The provenance of the records is central to establishing their authenticity and enables the records to be traced to their original source. Provenance refers to “the office of origin’ of records, or that office, administrative entity, person, family, firm, from which records, personal papers, or manuscripts originate” (Winget, 2004, p. 1). It is crucial to understanding the history of creation, ownership and changes made to records (Factor et al., 2009). Provenance is also referred to as “respect des fonds,” and the International Research on Permanent Authentic Records in Electronic Systems (InterPARES 2) defined provenance as “the relationships between records and the organizations or individuals that created, accumulated and/or maintained and used them in the conduct of personal or corporate activity” (Duranti & Preston, 2008, p. 831). The principle of provenance is crucial in the digital networked environment and has relevance to e-Government, because it points out which organizations are responsible for the management of the entire records continuum. Upward (2009) argued that it is essential for electronic records to be identified and managed in a manner that will make them accessible for as long as they are of value.

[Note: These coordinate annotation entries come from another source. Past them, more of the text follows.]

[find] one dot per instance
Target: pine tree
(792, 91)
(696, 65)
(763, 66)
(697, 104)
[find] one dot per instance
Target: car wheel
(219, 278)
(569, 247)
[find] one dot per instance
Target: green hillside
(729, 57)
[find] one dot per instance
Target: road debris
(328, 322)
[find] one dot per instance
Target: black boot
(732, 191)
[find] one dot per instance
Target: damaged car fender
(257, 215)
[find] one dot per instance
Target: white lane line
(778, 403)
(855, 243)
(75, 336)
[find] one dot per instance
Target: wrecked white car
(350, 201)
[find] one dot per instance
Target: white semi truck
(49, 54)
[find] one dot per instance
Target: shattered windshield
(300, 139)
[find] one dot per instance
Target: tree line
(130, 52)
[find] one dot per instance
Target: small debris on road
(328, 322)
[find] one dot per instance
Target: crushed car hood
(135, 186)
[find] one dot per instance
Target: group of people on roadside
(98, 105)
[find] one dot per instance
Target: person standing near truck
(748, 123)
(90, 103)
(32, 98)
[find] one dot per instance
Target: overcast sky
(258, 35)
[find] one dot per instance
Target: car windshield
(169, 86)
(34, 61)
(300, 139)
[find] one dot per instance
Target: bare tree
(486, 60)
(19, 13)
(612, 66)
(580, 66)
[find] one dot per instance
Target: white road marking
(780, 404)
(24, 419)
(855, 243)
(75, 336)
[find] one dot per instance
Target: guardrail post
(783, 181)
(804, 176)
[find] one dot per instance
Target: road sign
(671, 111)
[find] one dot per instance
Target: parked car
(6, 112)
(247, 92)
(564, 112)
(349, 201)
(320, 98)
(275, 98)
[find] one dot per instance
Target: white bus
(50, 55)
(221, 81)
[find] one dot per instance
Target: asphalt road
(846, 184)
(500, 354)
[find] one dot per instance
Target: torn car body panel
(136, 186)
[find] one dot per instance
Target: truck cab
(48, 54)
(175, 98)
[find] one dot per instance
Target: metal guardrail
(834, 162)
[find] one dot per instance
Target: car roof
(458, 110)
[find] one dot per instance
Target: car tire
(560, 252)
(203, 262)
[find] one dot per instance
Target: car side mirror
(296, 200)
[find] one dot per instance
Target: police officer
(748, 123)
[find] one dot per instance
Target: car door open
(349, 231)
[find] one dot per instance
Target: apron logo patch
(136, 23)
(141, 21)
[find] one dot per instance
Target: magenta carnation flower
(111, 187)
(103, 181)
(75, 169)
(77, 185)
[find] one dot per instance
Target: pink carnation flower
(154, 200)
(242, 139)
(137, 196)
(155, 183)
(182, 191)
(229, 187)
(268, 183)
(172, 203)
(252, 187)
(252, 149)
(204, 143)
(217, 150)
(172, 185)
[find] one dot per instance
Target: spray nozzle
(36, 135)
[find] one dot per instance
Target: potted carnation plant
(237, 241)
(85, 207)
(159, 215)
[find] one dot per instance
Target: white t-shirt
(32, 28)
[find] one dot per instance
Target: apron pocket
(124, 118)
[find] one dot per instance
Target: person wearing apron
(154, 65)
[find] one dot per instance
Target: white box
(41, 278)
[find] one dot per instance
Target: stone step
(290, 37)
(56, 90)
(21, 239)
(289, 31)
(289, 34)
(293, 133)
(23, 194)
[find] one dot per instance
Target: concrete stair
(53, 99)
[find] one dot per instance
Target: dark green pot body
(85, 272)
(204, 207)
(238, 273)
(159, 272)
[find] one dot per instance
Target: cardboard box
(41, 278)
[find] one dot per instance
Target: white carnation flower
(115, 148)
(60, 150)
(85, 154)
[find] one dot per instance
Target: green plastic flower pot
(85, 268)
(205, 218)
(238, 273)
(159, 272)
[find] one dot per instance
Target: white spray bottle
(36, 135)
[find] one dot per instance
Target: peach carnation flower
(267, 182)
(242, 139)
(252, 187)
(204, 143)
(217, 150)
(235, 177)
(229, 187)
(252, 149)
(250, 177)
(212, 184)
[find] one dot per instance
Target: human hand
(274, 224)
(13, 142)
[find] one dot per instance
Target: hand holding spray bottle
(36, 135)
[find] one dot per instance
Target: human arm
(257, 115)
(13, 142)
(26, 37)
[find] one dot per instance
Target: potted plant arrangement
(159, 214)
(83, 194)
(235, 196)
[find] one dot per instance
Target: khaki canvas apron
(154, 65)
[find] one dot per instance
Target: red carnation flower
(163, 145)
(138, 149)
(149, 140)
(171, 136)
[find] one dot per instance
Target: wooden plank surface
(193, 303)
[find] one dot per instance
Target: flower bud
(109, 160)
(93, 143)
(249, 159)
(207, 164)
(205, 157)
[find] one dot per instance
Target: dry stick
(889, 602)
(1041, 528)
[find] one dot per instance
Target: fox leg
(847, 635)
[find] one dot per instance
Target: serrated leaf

The National Electronic Commerce Coordinating Council (2004) quoted the following as the six fundamental challenges in maintaining confidence and trustworthiness in electronic records:

  • • Classification: Develop and adopt data classification standards to protect information from unauthorized or accidental disclosure, modification, or loss. Data classification categories may be as simple as “Open” or “Confidential,” or the classification categories may be more elaborate. Classification standards should be based on applicable laws, legal, and regulatory requirements, not individual desires.
  • • Authenticity: Provide assurances that every record truly originates from its attributed author.
  • • Integrity: Detect and track unintentional or malicious record alteration.
  • • Nonrepudiation: Prevent authors from refuting any record that they created.
  • • Security Persistence: Maintain a document’s security throughout its lifecycle, from first draft to archived record, per the classification assigned.
  • • Usability: Finally, the practices and policies to address the five preceding challenges should be easy to understand and easy to use so that everyone in an organization who creates and accesses electronic documents protects document confidentiality, authenticity, integrity, etc.

As governments engage in e-Government development they need to address any obstacles that might hinder the effective management of government records and demonstrate that they have e-readiness in place.